Crumb coating is when you apply a thin layer of frosting to every surface and edge of the cake before you actually frost and decorate it. Without one, instead of a smooth finish, you'll end up with one full of tiny bits of cake. It's the key to making your cakes look seamless, because after you refrigerate and allow it to harden, all the crumbs get locked in. As a result it creates a solid foundation for decorating. It also creates more structure, meaning if your cake started out with any imperfections or unevenness, it's easy to build up the frosting when there's a supportive crumb coat underneath.

How to properly crumb coat a cake

Before you crumb coat your cake, make sure it's already trimmed and leveled. If you try to do this afterwards, it just defeats the purpose, and you'll still end up with crumby frosting.
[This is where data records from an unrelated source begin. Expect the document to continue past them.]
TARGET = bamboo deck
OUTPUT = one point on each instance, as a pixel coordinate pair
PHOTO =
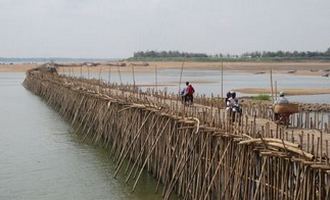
(193, 151)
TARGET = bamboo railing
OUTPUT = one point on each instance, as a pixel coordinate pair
(195, 151)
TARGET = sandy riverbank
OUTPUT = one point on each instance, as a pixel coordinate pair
(287, 91)
(297, 68)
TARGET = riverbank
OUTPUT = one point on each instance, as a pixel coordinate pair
(287, 91)
(313, 68)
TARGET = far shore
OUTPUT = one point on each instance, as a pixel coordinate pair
(287, 91)
(312, 68)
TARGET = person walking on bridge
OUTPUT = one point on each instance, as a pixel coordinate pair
(189, 93)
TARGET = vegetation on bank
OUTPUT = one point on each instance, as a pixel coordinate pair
(253, 56)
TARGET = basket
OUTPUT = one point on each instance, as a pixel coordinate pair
(286, 108)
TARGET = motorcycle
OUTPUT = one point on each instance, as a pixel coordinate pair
(235, 112)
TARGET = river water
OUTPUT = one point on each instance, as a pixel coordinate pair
(207, 81)
(40, 157)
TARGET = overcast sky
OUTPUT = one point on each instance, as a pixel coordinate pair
(117, 28)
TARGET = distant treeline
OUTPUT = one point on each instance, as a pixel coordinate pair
(168, 54)
(251, 56)
(287, 54)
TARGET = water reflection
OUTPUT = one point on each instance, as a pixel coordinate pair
(40, 158)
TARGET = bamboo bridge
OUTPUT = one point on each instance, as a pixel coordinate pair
(193, 151)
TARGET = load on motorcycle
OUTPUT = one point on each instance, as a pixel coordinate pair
(232, 106)
(283, 109)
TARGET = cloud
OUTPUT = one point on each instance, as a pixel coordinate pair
(117, 28)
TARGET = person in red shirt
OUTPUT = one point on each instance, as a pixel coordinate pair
(189, 94)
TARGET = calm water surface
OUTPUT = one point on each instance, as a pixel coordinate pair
(208, 81)
(40, 157)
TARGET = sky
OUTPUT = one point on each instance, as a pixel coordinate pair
(118, 28)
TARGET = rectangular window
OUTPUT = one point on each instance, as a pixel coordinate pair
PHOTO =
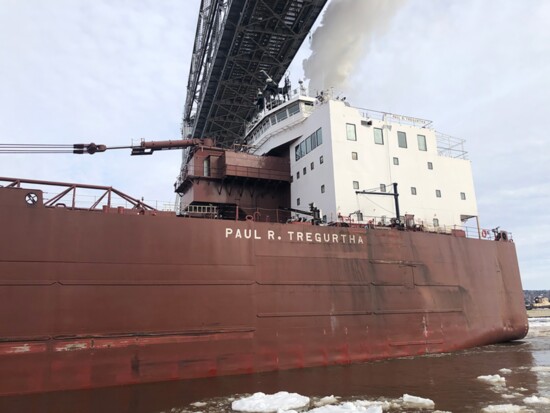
(350, 132)
(281, 116)
(422, 143)
(402, 139)
(308, 144)
(294, 109)
(319, 134)
(206, 166)
(378, 136)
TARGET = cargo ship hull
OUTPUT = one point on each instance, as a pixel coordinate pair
(91, 299)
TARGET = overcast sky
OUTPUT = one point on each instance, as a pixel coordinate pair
(113, 72)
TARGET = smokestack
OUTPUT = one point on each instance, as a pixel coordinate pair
(344, 38)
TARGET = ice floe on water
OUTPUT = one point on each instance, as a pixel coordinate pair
(284, 402)
(267, 403)
(493, 379)
(417, 402)
(505, 408)
(535, 400)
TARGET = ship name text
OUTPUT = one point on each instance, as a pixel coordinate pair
(294, 236)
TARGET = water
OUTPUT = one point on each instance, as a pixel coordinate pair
(450, 380)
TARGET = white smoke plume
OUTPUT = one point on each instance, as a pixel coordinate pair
(344, 38)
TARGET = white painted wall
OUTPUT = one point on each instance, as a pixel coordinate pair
(375, 166)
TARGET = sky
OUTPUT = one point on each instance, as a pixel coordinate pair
(115, 72)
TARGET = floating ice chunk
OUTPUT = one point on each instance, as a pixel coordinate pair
(511, 396)
(536, 400)
(493, 379)
(268, 403)
(347, 407)
(385, 405)
(417, 402)
(326, 400)
(503, 408)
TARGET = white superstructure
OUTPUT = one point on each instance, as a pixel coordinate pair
(337, 151)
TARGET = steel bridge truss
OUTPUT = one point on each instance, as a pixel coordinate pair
(237, 43)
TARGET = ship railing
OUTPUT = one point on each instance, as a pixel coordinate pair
(450, 146)
(85, 197)
(394, 118)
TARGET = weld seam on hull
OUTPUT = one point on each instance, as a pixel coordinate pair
(397, 262)
(127, 335)
(415, 343)
(450, 310)
(121, 283)
(343, 283)
(313, 314)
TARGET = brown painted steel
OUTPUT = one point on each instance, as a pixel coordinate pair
(91, 299)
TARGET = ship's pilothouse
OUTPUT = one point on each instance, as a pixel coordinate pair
(341, 155)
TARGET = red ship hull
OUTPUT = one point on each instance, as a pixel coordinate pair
(90, 299)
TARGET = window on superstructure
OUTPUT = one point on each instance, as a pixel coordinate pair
(308, 144)
(421, 143)
(378, 136)
(294, 109)
(282, 115)
(206, 166)
(350, 132)
(402, 139)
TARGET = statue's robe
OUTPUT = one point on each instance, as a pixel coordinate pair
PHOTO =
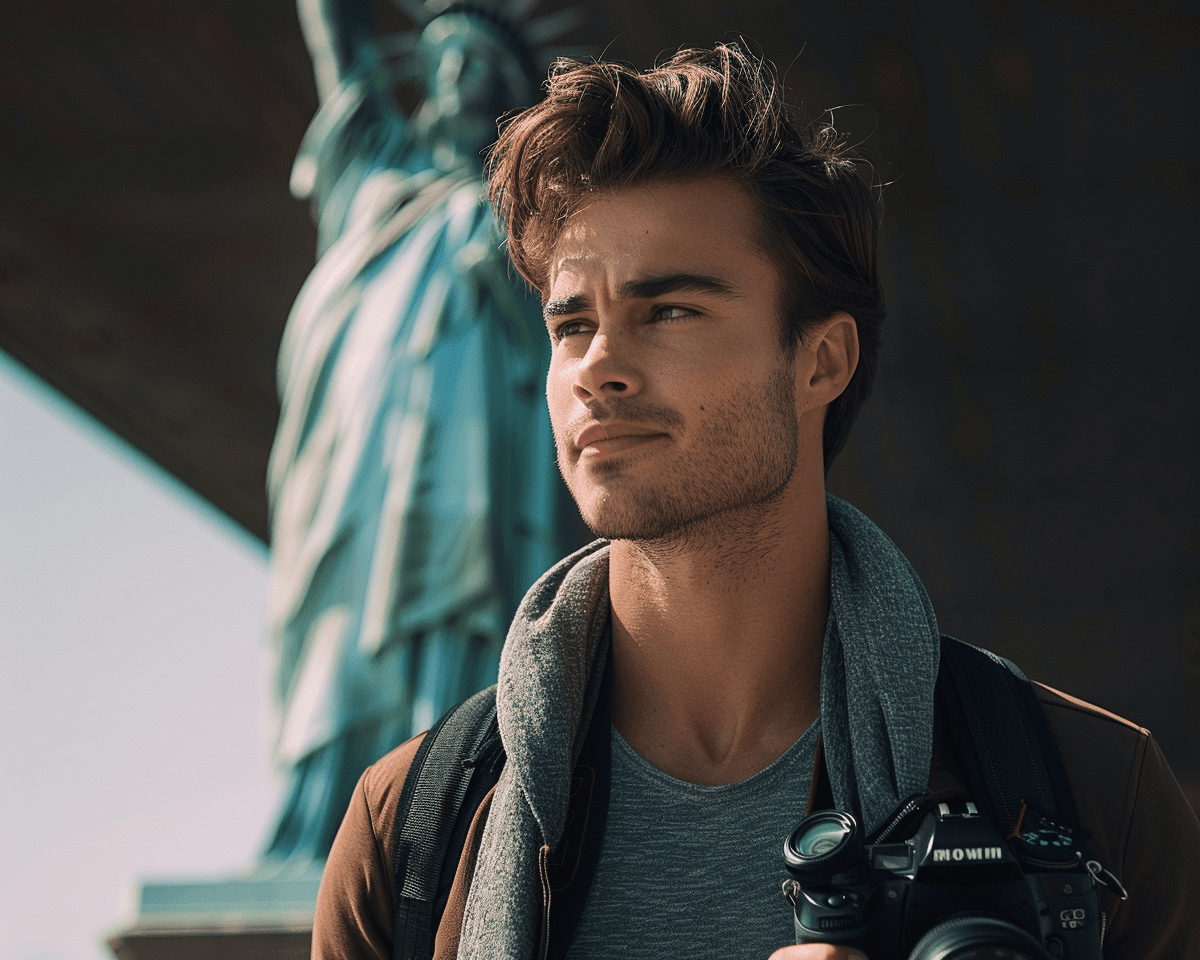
(412, 483)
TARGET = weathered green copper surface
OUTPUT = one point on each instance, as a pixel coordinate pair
(412, 479)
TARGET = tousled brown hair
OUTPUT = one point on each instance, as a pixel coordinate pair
(605, 126)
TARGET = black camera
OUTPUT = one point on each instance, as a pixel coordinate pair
(955, 891)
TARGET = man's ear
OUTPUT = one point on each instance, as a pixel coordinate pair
(829, 352)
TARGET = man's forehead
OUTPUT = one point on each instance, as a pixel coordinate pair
(701, 228)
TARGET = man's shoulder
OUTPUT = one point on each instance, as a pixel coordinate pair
(1069, 709)
(383, 783)
(1102, 755)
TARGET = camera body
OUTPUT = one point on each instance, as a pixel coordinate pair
(955, 889)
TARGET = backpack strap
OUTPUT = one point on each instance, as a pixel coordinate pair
(455, 766)
(1014, 751)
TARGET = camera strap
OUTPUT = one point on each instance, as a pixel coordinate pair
(459, 761)
(1000, 718)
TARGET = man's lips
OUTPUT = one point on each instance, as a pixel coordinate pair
(598, 436)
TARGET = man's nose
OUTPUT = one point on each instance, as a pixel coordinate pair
(604, 372)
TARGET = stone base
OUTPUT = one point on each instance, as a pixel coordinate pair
(264, 915)
(195, 943)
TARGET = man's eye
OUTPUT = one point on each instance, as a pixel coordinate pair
(567, 329)
(671, 312)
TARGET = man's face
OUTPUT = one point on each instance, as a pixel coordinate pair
(670, 396)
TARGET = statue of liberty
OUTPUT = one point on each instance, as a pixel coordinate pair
(414, 496)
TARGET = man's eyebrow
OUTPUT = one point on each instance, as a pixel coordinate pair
(565, 305)
(647, 288)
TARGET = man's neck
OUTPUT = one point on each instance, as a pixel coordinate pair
(718, 639)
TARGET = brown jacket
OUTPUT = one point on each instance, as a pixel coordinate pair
(1144, 832)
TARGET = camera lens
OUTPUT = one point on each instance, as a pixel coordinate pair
(976, 936)
(821, 838)
(826, 840)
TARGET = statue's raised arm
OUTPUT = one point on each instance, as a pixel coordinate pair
(412, 481)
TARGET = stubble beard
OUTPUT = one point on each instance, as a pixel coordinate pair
(724, 486)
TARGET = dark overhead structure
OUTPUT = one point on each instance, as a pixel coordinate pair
(1032, 445)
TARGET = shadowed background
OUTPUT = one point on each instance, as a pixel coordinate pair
(1032, 442)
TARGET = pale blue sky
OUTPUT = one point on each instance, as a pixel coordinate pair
(133, 679)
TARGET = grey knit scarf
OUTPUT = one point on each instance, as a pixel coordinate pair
(877, 676)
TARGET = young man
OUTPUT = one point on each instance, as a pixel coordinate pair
(709, 283)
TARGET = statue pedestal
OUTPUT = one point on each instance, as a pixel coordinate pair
(265, 915)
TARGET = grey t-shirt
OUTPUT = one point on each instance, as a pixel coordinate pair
(694, 871)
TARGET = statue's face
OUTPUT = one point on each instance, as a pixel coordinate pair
(471, 78)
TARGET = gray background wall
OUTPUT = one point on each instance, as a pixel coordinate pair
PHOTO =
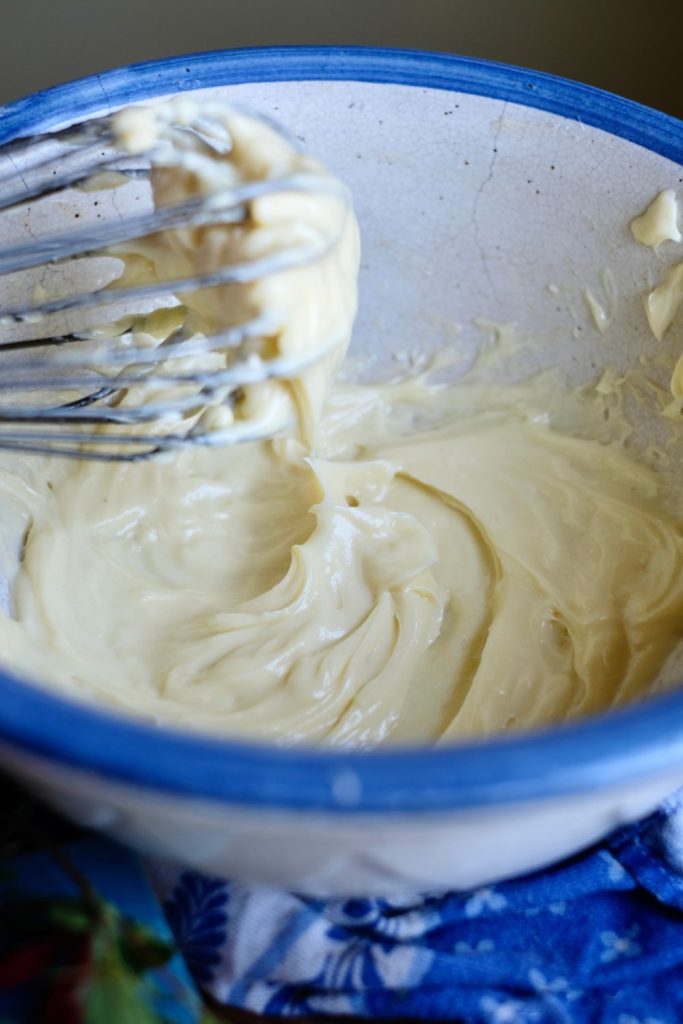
(629, 46)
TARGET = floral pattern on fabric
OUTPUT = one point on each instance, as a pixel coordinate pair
(597, 939)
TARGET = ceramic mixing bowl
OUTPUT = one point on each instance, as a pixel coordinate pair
(482, 192)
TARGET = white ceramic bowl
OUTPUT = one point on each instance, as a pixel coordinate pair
(476, 185)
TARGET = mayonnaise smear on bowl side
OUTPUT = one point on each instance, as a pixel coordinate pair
(434, 560)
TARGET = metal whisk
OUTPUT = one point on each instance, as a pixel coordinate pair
(59, 390)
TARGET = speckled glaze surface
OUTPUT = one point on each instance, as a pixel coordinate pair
(477, 186)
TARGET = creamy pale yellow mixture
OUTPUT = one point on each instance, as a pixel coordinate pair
(434, 561)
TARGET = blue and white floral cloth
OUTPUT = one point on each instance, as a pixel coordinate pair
(597, 939)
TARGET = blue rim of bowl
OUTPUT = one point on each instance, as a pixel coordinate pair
(641, 741)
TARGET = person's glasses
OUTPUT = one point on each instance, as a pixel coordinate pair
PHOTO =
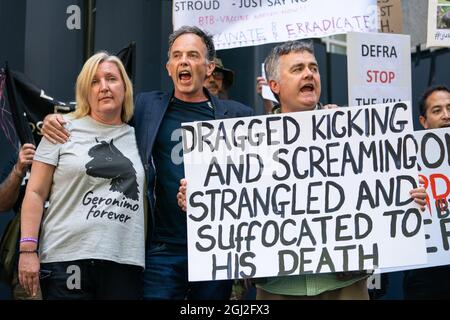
(218, 75)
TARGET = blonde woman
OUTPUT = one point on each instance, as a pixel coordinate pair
(89, 244)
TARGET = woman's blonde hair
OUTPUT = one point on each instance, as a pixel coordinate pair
(84, 81)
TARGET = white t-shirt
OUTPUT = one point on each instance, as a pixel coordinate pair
(96, 205)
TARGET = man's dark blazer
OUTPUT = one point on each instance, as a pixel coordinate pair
(150, 108)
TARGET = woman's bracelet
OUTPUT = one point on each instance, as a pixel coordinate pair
(28, 239)
(16, 172)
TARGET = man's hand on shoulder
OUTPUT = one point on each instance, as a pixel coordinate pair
(53, 129)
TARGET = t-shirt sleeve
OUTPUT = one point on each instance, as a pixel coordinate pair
(6, 170)
(48, 152)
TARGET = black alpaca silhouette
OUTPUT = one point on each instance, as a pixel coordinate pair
(110, 163)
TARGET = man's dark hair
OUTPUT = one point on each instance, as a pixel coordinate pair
(272, 62)
(206, 38)
(426, 94)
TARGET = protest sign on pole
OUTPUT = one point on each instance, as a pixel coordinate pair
(241, 23)
(438, 31)
(304, 192)
(434, 167)
(391, 17)
(379, 68)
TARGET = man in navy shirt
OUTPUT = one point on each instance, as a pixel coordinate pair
(157, 121)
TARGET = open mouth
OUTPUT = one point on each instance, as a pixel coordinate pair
(184, 75)
(309, 87)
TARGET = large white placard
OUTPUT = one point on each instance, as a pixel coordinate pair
(319, 191)
(379, 68)
(438, 31)
(241, 23)
(434, 163)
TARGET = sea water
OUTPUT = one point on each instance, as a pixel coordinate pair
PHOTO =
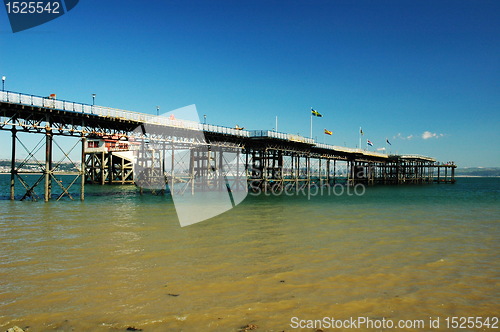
(120, 260)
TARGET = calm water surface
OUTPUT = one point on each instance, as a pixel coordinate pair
(120, 260)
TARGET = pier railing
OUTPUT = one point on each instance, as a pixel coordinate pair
(102, 111)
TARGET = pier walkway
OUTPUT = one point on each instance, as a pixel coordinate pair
(116, 144)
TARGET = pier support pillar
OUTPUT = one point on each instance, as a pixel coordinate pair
(82, 170)
(13, 165)
(48, 165)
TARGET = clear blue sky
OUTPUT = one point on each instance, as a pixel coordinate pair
(396, 68)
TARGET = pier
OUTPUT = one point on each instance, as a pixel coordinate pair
(123, 147)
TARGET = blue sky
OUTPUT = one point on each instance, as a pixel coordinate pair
(398, 69)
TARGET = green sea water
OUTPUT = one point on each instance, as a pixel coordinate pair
(120, 260)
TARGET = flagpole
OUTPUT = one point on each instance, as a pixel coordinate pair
(360, 139)
(311, 124)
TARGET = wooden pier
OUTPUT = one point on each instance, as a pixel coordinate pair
(123, 147)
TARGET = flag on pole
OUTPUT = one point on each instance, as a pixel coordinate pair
(316, 113)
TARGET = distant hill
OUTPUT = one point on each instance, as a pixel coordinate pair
(478, 171)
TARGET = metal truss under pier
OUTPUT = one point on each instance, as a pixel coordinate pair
(194, 155)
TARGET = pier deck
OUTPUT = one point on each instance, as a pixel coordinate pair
(178, 150)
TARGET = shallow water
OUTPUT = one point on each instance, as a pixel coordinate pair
(121, 260)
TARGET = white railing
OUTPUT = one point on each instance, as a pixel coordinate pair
(108, 112)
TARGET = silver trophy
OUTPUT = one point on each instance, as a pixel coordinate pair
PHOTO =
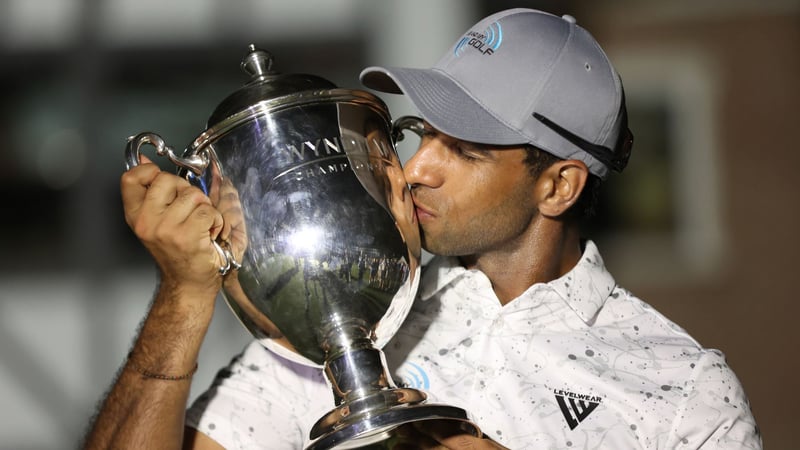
(323, 260)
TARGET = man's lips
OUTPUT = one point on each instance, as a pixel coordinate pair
(423, 214)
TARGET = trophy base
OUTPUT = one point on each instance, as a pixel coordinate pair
(345, 428)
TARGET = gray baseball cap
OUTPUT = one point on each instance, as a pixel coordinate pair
(522, 76)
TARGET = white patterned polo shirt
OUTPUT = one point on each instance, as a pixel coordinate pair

Per Southern Living, start off by plopping on a generous amount of frosting onto your cake. You'll end up scraping off the excess as you go, since crumb coats typically need only one cup of frosting. Spread frosting over the entire cake until it's fully coated, then using the edge of the bench scraper or spatula, apply slight pressure to thin it out until you can somewhat see the cake through the frosting. 

As you continue to spread and thin out the frosting, the excess will build up on your utensil, which you can scrape back into your bowl. Once your cake has an even layer of frosting, move it to the fridge for at least 15 minutes or up to two hours to let the crumb coat set before you decorate.